NEW DELHI: The government will allow companies to use their own accounting terms in the new reporting format from the next fiscal year, accommodating an industry request that the new rule be relaxed to make data comparison easy for shareholders.

At present, there is a difference in the way a firm's financial data is presented in the new reporting format, known as eXtensible Business Reporting Language (XBRL), and that available to shareholders through the annual report, which makes data comparison and analysis difficult.

"Companies will be free to report their financials and stick to their own accounting definitions," a senior MCA official told ET, requesting anonymity. XBRL was introduced earlier this year to make financial filings uniform.

With the relaxation in the rule, companies will be able to retain their balance sheet version of definitions and accounting elements known as 'extensions' in the XBRL format. This implies that the ministry of corporate affairs (MCA) will accept headings used in annual reports that are different from those in the XBRL format, such as 'sources of funds'.

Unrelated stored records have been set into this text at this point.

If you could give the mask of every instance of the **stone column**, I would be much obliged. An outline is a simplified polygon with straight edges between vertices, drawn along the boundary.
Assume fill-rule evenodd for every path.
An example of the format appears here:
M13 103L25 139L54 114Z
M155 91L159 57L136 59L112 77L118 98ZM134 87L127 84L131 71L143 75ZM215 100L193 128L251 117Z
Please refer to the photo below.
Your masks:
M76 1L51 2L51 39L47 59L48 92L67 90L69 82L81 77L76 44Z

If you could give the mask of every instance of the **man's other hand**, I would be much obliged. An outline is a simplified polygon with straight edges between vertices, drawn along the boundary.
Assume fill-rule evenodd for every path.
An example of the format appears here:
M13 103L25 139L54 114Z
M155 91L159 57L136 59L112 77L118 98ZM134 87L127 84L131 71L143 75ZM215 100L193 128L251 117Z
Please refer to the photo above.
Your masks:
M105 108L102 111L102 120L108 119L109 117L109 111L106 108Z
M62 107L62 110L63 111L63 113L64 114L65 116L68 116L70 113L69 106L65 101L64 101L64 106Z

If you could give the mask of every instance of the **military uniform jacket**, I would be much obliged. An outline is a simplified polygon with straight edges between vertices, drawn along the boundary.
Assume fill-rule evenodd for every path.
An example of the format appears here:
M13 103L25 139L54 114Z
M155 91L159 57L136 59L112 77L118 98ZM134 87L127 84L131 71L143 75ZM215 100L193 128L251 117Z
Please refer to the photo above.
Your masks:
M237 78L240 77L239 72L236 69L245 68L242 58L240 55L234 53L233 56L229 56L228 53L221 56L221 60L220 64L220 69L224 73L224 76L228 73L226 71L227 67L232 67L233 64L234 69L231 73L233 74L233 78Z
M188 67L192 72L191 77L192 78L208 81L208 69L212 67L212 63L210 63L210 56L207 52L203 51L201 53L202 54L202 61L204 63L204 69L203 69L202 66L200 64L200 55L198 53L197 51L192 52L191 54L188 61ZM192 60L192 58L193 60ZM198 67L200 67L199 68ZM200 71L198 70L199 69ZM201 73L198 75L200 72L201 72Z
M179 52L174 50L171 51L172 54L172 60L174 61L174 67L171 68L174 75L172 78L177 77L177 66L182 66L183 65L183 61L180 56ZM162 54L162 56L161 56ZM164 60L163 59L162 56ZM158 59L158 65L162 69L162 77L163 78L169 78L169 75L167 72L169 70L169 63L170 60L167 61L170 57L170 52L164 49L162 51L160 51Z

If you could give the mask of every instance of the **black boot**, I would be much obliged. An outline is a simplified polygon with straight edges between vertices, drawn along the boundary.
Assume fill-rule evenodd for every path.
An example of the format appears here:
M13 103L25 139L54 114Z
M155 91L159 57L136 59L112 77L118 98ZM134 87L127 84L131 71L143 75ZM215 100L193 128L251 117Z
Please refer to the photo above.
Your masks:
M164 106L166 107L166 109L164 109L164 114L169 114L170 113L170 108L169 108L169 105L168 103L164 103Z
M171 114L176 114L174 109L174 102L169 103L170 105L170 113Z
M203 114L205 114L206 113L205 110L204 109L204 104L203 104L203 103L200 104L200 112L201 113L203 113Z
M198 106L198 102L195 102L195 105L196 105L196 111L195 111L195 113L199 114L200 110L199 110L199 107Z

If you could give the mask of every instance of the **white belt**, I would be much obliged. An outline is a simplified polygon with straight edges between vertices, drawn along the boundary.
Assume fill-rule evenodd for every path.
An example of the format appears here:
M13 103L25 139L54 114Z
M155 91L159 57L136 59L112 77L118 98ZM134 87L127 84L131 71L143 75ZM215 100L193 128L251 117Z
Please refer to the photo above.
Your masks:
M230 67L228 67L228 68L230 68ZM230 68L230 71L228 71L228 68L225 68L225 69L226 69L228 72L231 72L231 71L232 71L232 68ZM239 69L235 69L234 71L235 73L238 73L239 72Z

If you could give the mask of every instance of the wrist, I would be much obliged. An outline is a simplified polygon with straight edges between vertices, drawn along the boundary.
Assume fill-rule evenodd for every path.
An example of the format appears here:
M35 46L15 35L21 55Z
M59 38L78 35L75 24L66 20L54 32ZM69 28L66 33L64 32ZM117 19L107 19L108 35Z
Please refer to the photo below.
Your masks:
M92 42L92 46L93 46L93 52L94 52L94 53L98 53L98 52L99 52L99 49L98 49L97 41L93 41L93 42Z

There are several such elements that are part of the XBRL format but not of annual reports. For example, in the new format, the companies must club 'trade receivables' and 'unbilled revenues' under one head of 'trade and other receivables'. But these two are added to show gross amount under a single head. Experts say this can also lead to loss of information.

"This can be a serious impediment to comparability and analysis," said Infosys CFO V Balakrishnan. However, the ministry is considering allowing 'extensions' only in some segments of the balance sheet, such as revenue or expenditure.

"Once companies get complete freedom to define their own elements, it will be easy for them to conceal information. This obviously will have huge tax and cost implications," MCA joint secretary Avinash Srivastava said. The official quoted earlier said, "This will allow us to keep a check as well as give the companies more freedom in business reporting."

The government has made it mandatory for all listed companies and their subsidiaries with paid up capital of Rs 5 crore and above, or a turnover of Rs 100 crore or above, to file their financial statements in XBRL format from July this year.

"Every document would be different and therefore will have to be reviewed separately along with their dictionary. The process will be hugely cumbersome for the ministry," Srivastava added. Companies usually report their balance sheet in different ways.

For example, for the year ended March 31, Tata Consultancy Services disclosed expenses in terms of their nature and had a separate expenditure heading called 'employee costs'.

On the other hand, Infosys did not disclose 'employee costs' and instead stated expenses by function instead of nature. "If extensions are allowed it will enhance comparability and enrich the quality of the XBRL financial statements," Balakrishnan said.

XBRL is a global standard for exchanging business information using an electronic glossary of business and financial terms known as taxonomy. Under this, companies report their financial statements using XBRL syntax as an .xml file instead of uploading their balance sheets in .doc or .pdf format.